El recuerdo de aquella Navidad es borroso. No me acuerdo de las conversaciones, ni de dónde pasamos aquel año Nochevieja ni Nochebuena. No me acuerdo de su ropa y temo no acordarme algún día de su voz. Sí me acuerdo de su olor y de su manera de rezongar. Lo que desde luego recuerdo detalle por detalle, como si hubiese sido esta mañana, es de cada minuto del partido. El dominio inicial del Madrid, el golazo de Baptista antes del descanso, el arreón estéril del Barça en el segundo tiempo, la exhibición defensiva de Pepe, las paradas de Casillas.
Yo, plenamente consciente de la relevancia del partido, celebré como un gol cuando mi abuelo, a los treinta segundos del pitido final, dijo eso tan suyo de “mañana compro el AS”. Cuando el partido era importante y la victoria heroica, el buen hombre nos lo anunciaba así, magnánimo, que al día siguiente habría premio en formato papel, en uno de esos rituales inexplicables y al mismo tiempo entrañables de cada familia que sólo cobran sentido y gracia de puertas para dentro. Para él comprar el AS del día siguiente debía ser lo máximo, la prolongación de su gozo sin la angustia de no saber el resultado. Se relamía ante la certeza de madrugar el domingo, ir al kiosko, pedir esta vez, además de lo habitual, la prensa deportiva y, al volver a casa, devorar cada foto, cada columna, cada párrafo del periódico antes de desayunar. Y siempre pendiente del momento en el que me levantase de la cama para ofrecerme, como si fuese el día de Reyes, el tempranero agasajo, como diciendo mira, nieto mío, mira qué abuelo espléndido tienes, siempre pendiente de ti, que te he comprado el AS. Leetelo todo eh, no te vayas a privar de nada, que está la vida como para no celebrar estas cosas.

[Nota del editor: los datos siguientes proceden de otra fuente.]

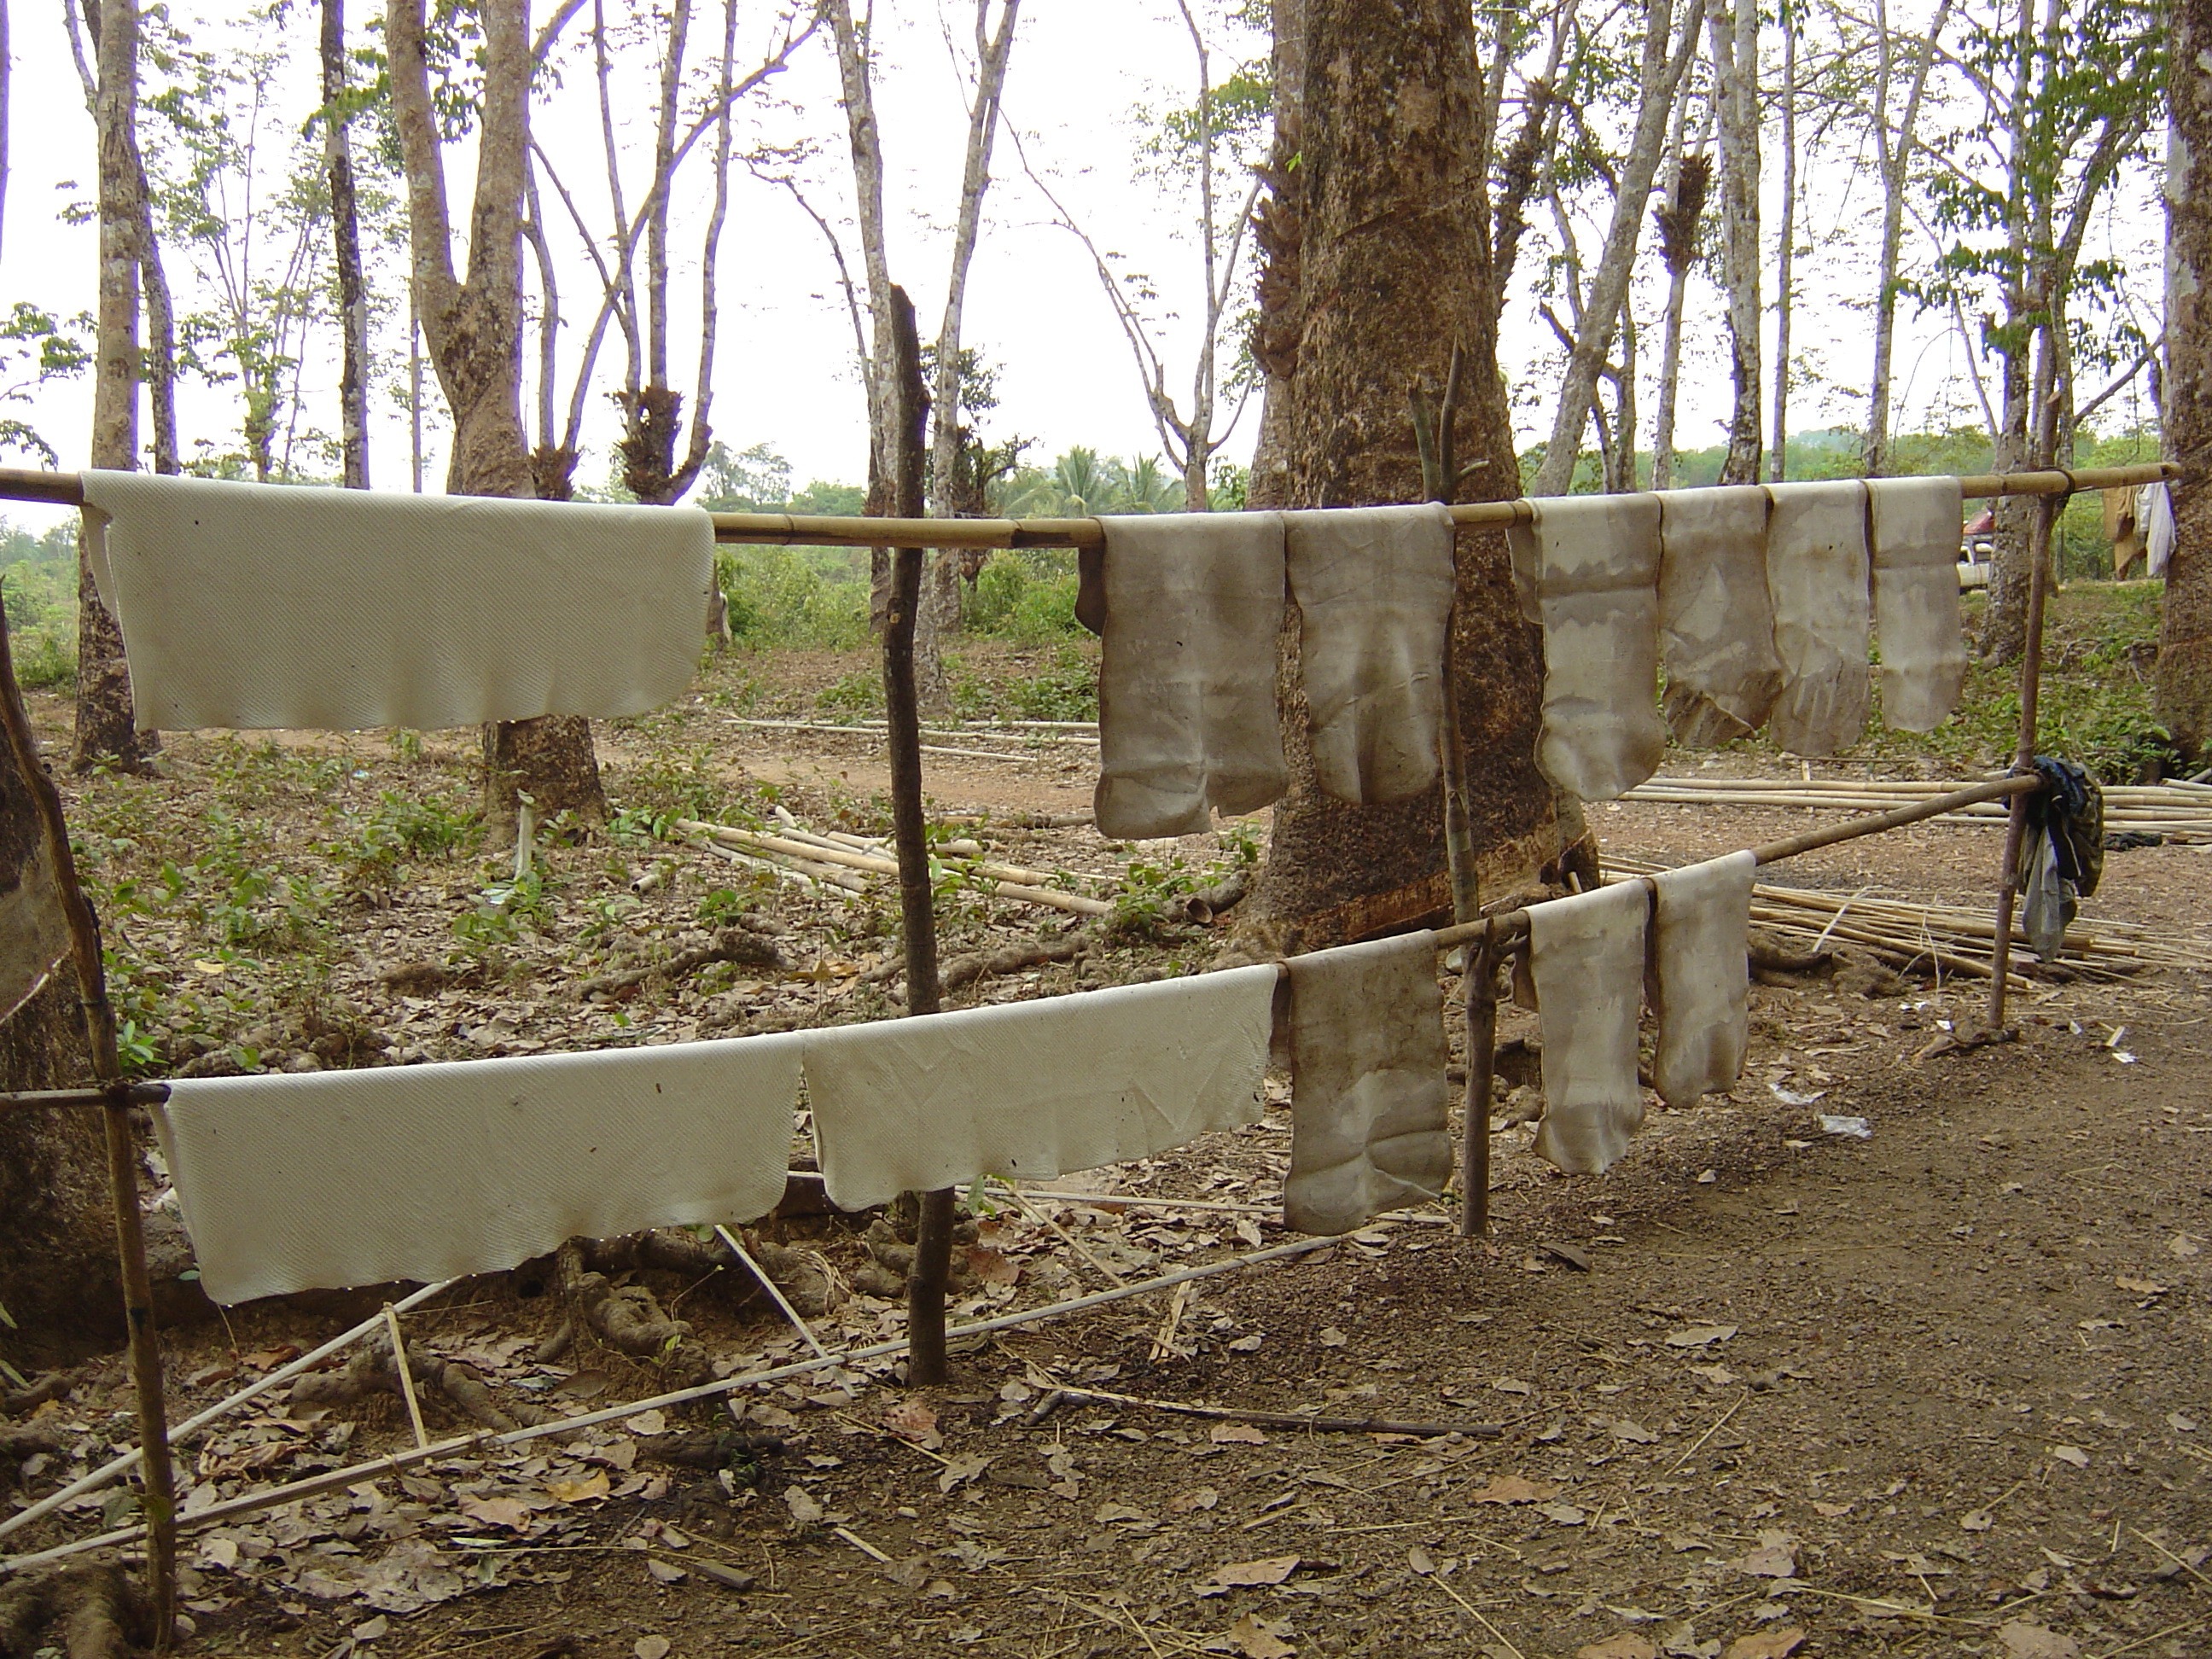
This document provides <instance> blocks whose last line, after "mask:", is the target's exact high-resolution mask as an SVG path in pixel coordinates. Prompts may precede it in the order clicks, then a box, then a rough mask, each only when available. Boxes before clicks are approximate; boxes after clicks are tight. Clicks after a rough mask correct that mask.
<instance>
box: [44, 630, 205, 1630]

Las casas de los viejos siempre huelen raro. No mal necesariamente, raro. El olor de ese piso en Valladolid, como lo de “mañana compro el AS”, es una de esas cosas que se me han quedado en el cerebro. Como el sofá en el que se sentaba con idéntica pose cada día. Los gestos, su lenguaje corporal. Tres, cuatro muletillas. Él, un señor de Valladolid, prácticamente vecino de Delibes, se hizo madridista como tantísimos de su generación, a fuerza de admirar durante tantos años a ese equipo de la capital y de blanco, del que la radio siempre cerraba su alineación con la fórmula Di Stéfano, Puskas y Gento.

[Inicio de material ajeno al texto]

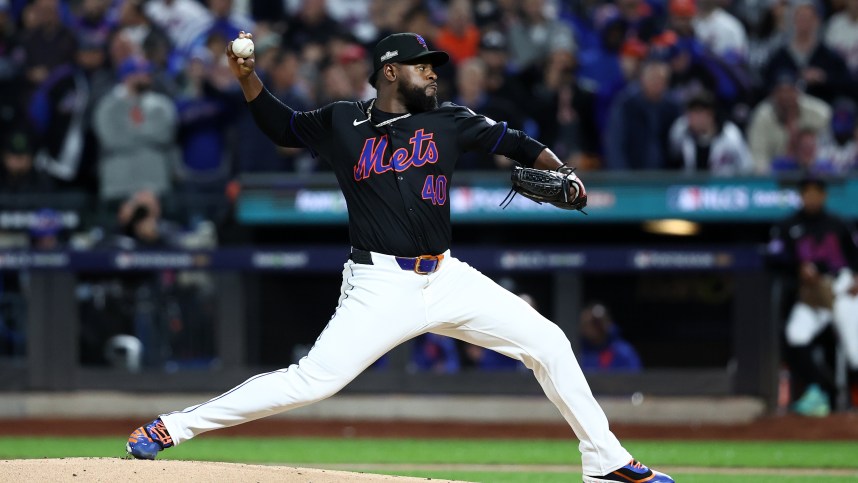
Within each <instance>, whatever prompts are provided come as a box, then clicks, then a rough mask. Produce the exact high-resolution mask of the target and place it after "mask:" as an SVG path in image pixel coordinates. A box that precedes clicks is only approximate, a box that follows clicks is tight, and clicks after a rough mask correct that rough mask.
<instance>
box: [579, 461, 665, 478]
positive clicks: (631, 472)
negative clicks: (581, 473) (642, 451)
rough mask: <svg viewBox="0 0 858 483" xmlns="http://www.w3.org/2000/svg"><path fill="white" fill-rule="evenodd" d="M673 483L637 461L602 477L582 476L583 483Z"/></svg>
mask: <svg viewBox="0 0 858 483" xmlns="http://www.w3.org/2000/svg"><path fill="white" fill-rule="evenodd" d="M618 481H620V482H623V483H675V482H674V481H673V478H671V477H669V476H667V475H665V474H664V473H660V472H658V471H654V470H651V469H649V468H647V467H646V466H644V465H643V464H642V463H640V462H639V461H638V460H631V461H629V464H627V465H626V466H623V467H622V468H619V469H617V470H615V471H612V472H611V473H609V474H607V475H604V476H587V475H584V483H616V482H618Z"/></svg>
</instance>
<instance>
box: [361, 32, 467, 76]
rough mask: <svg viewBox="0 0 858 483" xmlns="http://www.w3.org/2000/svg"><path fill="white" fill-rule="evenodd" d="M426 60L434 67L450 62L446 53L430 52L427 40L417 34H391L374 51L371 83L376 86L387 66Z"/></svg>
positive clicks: (401, 33)
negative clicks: (392, 64) (383, 70)
mask: <svg viewBox="0 0 858 483" xmlns="http://www.w3.org/2000/svg"><path fill="white" fill-rule="evenodd" d="M416 60H426V61H428V62H429V63H430V64H432V66H433V67H437V66H439V65H444V64H446V63H447V62H448V61H449V60H450V56H449V55H447V53H446V52H441V51H438V50H429V47H428V46H427V45H426V40H424V39H423V37H421V36H420V35H418V34H415V33H410V32H409V33H401V34H391V35H388V36H387V37H385V38H383V39H381V40H379V41H378V43H377V44H375V48H373V49H372V66H373V68H372V75H370V76H369V83H370V84H372V85H375V80H376V79H377V78H378V72H379V71H380V70H381V68H382V67H384V65H385V64H392V63H394V62H410V61H416Z"/></svg>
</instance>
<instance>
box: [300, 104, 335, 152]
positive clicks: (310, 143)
mask: <svg viewBox="0 0 858 483" xmlns="http://www.w3.org/2000/svg"><path fill="white" fill-rule="evenodd" d="M335 106H336V103H334V104H328V105H327V106H325V107H321V108H319V109H315V110H313V111H295V112H294V113H293V114H292V118H291V119H290V120H289V130H290V131H291V132H292V134H294V136H295V138H297V139H298V141H299V142H300V143H301V144H300V147H307V148H309V149H310V151H312V152H313V155H316V154H318V152H319V151H321V150H322V147H323V146H324V145H325V142H326V141H327V140H328V137H329V135H330V133H331V131H332V130H333V128H332V126H333V117H334V114H333V112H334V108H335Z"/></svg>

Y aquí estoy, dieciséis años después, acordándome de lo bien que le pegó Baptista con el exterior, del olor de las casas a orillas del Pisuerga o de cómo podía caberle en los bolsillos tanta ilusión por comprar un periódico a un señor consciente de que estaba en las últimas, antes de ese enero en el que no quise, no supe o simplemente no pude despedirme de él en condiciones; y en la rabia que me dio que se perdiese la Eurocopa del siguiente verano, con lo que hubiese disfrutado viendo a España, por fin, campeona.

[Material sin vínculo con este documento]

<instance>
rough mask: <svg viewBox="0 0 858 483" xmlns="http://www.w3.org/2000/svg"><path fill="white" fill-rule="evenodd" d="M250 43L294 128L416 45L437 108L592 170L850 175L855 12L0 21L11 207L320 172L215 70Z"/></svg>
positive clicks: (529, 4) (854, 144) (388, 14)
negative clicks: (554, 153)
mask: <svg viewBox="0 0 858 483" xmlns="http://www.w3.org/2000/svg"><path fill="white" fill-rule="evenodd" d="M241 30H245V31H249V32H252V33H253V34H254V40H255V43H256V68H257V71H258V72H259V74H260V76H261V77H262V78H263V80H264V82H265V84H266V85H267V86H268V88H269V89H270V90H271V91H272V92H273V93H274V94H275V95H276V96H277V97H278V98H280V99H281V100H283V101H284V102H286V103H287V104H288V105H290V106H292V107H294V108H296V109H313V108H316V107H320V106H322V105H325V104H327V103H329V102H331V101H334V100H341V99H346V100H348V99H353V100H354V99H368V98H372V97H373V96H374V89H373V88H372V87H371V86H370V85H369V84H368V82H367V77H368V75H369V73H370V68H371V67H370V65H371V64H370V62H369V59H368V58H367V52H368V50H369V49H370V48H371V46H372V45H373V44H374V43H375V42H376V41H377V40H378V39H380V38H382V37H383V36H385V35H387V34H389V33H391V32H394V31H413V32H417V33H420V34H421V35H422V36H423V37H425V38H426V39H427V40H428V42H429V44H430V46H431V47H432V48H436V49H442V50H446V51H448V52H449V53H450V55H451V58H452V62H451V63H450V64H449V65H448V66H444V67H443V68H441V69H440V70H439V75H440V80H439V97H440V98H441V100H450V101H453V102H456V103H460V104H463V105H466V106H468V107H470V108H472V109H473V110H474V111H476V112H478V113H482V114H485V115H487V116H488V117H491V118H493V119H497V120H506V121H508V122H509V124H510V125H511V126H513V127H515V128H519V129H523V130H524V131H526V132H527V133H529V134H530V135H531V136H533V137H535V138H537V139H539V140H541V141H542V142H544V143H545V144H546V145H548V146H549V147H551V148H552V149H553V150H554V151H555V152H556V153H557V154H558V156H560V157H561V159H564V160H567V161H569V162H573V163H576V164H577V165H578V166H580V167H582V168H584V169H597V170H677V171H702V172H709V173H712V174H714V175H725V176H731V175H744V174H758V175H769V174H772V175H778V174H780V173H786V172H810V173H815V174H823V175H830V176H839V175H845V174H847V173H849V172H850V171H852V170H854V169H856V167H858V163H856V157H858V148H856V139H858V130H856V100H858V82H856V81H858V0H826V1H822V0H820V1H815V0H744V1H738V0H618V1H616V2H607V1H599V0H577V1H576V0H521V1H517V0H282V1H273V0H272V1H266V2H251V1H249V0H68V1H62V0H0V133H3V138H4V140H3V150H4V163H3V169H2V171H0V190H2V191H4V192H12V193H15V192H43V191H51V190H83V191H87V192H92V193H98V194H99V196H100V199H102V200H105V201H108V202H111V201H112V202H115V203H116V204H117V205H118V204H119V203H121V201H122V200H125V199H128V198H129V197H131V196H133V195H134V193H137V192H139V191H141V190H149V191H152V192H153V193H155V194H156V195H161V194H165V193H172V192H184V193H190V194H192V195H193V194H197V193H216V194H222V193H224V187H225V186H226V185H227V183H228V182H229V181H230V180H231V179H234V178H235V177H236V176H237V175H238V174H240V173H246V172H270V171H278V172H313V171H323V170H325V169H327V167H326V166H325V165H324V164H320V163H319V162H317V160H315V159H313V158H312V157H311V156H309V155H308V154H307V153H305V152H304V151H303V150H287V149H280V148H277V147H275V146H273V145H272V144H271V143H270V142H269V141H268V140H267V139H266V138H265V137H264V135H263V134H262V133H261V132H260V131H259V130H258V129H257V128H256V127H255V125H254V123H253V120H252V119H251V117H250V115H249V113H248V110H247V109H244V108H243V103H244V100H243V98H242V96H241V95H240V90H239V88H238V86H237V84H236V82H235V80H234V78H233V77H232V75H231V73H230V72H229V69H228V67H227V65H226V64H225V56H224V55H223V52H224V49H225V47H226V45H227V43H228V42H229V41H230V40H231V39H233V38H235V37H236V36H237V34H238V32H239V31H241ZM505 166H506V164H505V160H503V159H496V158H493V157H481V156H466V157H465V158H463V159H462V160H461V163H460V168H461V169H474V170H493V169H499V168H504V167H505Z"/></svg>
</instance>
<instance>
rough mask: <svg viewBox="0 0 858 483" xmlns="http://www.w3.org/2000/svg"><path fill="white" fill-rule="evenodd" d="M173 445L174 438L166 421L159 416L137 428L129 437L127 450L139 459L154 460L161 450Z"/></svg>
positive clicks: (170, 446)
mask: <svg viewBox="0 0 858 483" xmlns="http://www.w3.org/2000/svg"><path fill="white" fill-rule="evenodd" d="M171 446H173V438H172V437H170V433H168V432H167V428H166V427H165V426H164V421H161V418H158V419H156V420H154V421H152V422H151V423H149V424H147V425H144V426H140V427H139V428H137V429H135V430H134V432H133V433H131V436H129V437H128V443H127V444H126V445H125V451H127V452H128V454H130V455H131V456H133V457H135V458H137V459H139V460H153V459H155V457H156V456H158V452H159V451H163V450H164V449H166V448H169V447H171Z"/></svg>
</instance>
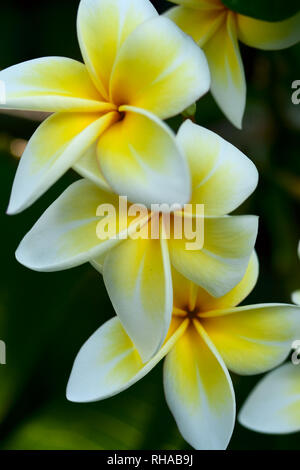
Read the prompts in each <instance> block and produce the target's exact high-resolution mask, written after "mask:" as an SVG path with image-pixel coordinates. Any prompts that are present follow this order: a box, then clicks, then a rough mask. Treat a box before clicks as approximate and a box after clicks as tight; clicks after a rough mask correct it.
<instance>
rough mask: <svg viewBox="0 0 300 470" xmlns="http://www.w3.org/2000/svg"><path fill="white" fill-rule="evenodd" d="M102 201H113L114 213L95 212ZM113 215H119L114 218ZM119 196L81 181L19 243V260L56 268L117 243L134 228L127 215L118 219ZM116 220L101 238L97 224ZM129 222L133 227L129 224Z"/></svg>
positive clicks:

Por eso me sonrojo cuando escucho a alguien hacer de menos al fútbol, cuando se le reduce al pan y circo necesario para entretener al rebaño, a 22 señores corriendo tras un balón, cuando se ignora su condición de elemento vertebrador de tantas y tantas familias. Cuando no se entiende que el fútbol, es, entre muchísimas cosas más, la mejor medida del tiempo, el más eficaz método para fijar en la memoria momentos felices, pasiones compartidas, seres queridos. Y siento una ligerísima lástima compasiva por aquellos que jamás conocerán la ilusión común de abuelo y nieto ante el AS de mañana.